Just beyond our Paul text, he writes of hope,
hope that is founded on past fact
and which builds up to future faith.
Hope which is the antidote to despair.
Despair looks at the past, and says
“See, we screw up all the time, it’s hopeless.”
Hope looks at the past, and says,
“See, we came to our senses before,
we can do it again, there’s hope.”
Just yesterday I saw this video from PBS News Hour.
Author Kelly Corrigan epitomizes this hope,
grounded in the past history of humans
acting out of their right minds and true hearts.
She says, whenever something in front of her seems
impossible, too daunting, she plays a mental exercise,
telling herself the story from the future,
as if it’s happened and she ‘nailed it’, got it right.
This is what she does in this video,
a three minute imagining of the Pandemic of 2020,
and how we as a human species, nailed it.
Got it right.
Came our senses.
I wonder what story we could tell
we children of God,
of these two global crises;
the Covid19 crisis and the climate crisis,
and how came together,
and came to our senses
and got it right?
It might go something like this:
We made soups and stews for elderly neighbours,
picked up groceries, and chalked the sidewalks
to tell our neighbours ça va bien aller.
We banned domestic ownership of military assault rifles
as an evil not necessary in a civilian population.

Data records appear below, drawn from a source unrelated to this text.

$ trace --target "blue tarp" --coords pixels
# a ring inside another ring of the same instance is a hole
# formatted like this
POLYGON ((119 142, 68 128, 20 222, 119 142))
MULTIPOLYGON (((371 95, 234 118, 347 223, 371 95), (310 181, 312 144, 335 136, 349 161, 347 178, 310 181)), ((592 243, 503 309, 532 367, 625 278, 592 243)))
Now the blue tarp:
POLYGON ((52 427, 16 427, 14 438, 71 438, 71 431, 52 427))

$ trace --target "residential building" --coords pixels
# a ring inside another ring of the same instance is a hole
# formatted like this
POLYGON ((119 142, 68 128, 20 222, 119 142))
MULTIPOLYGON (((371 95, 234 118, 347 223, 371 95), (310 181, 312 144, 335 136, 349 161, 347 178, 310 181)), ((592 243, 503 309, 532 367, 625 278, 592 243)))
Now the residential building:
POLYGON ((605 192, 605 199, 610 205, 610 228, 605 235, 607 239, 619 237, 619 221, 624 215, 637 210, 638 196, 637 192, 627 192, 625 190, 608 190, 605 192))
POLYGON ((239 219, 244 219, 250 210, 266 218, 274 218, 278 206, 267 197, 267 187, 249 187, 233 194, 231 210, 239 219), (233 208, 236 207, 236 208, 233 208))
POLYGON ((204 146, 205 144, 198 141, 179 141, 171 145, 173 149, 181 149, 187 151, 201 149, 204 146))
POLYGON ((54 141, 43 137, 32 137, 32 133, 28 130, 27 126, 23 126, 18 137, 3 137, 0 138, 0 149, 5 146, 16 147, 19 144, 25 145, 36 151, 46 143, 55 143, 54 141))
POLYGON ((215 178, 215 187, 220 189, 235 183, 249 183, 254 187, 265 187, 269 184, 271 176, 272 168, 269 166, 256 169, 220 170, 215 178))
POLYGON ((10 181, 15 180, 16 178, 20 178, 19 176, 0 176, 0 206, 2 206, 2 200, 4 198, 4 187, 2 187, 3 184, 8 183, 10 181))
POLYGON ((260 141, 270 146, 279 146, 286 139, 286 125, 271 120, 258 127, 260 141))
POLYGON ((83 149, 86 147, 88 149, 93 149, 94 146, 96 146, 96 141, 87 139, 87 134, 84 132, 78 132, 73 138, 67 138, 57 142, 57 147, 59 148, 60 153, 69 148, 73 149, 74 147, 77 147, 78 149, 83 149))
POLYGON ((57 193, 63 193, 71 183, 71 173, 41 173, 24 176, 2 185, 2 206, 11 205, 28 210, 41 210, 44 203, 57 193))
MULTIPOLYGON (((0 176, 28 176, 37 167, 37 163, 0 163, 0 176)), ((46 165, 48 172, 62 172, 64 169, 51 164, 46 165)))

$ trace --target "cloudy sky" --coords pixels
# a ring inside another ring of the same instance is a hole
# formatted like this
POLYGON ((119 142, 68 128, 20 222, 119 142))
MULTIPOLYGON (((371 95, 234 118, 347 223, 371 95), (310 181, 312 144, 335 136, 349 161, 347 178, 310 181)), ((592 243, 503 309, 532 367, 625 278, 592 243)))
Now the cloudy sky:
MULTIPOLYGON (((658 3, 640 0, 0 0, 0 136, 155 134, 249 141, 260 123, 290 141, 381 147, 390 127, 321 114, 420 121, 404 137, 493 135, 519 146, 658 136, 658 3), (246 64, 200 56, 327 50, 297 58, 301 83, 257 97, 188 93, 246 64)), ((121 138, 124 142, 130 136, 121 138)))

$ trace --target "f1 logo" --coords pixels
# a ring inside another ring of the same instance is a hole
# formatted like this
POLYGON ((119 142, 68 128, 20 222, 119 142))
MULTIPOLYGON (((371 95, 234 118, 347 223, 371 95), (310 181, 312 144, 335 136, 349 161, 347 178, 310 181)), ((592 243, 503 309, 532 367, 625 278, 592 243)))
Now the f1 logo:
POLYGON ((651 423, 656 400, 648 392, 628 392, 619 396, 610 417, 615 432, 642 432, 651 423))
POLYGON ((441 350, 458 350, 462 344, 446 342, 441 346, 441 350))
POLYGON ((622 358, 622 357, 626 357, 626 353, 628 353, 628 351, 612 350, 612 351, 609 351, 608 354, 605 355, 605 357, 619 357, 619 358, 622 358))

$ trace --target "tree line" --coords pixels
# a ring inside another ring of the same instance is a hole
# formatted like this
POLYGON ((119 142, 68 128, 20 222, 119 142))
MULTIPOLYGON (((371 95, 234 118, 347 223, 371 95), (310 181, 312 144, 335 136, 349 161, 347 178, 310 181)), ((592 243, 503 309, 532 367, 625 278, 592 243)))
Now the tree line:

We played music and clapped for healthcare workers.
We paid janitors and delivery truck drivers,
and grocery stockers and check out workers,
and teachers and daycare workers,
and farm labourers,
and scientists and teachers
and wildlife protection officers,
a wage that valued their true essential service.
In fact, basic income justice became a reality not a pipe dream.
Work from home made work more humane.
And speaking of home, everyone, every creature
was granted the right to have one and keep one.
And the endangered list grew shorter,
as ecosystems were given space to recover.
Talibé begging children were fed hot meals
by les marraines (Godmothers),
counted for the first time as worthy of a child’s life.
Young people striking for climate change
were joined by the rest of us.
So they were able to go back to school
and learn to become scientists and doctors
launching a new generation
of world-positive scientific discoveries.
We stopped driving and flying for no reason,
and we could hear the birds singing,
the bees in the forsythia,
neither harmed anymore by wanton use of pesticides.
Jelly fish swam through the Venice lagoon,
Britain’s coastal seas turned blue,
coral began to revive in the Great Barrier Reef.
Sustainable agriculture and aquaculture
became the gold-standard, not the organic alternative.
The Earth became seismologically
more at peace with herself,
as we slowed down.
And as our idled vehicles pumped less nitrogen dioxide into the air,
Earth breathed, her lungs-the trees- breathing more freely.
And we did too.
We spent time, not money, on each other.
We breathed, and laughed, and loved,
and talked to neighbours, and held front walk music jams,
and watched the sun set orange and gold
over a world at peace with itself and with us,
and said to the moon as she rose on the horizon,
“We are the children of a healing, loving God.
We came to our senses.
We can heal and love the earth, and ourselves.”
Once upon a time, our time, may this be so.
 Galvin, 2003. The human species intertwined with advancing technologies.
 Some of the ideas in the following paragraph come from Kelly Corrigan, others refer to recent news articles of planetary healing as a result of CoVid pandemic lockdown measures. Others are still in the realm of a hoped-for future.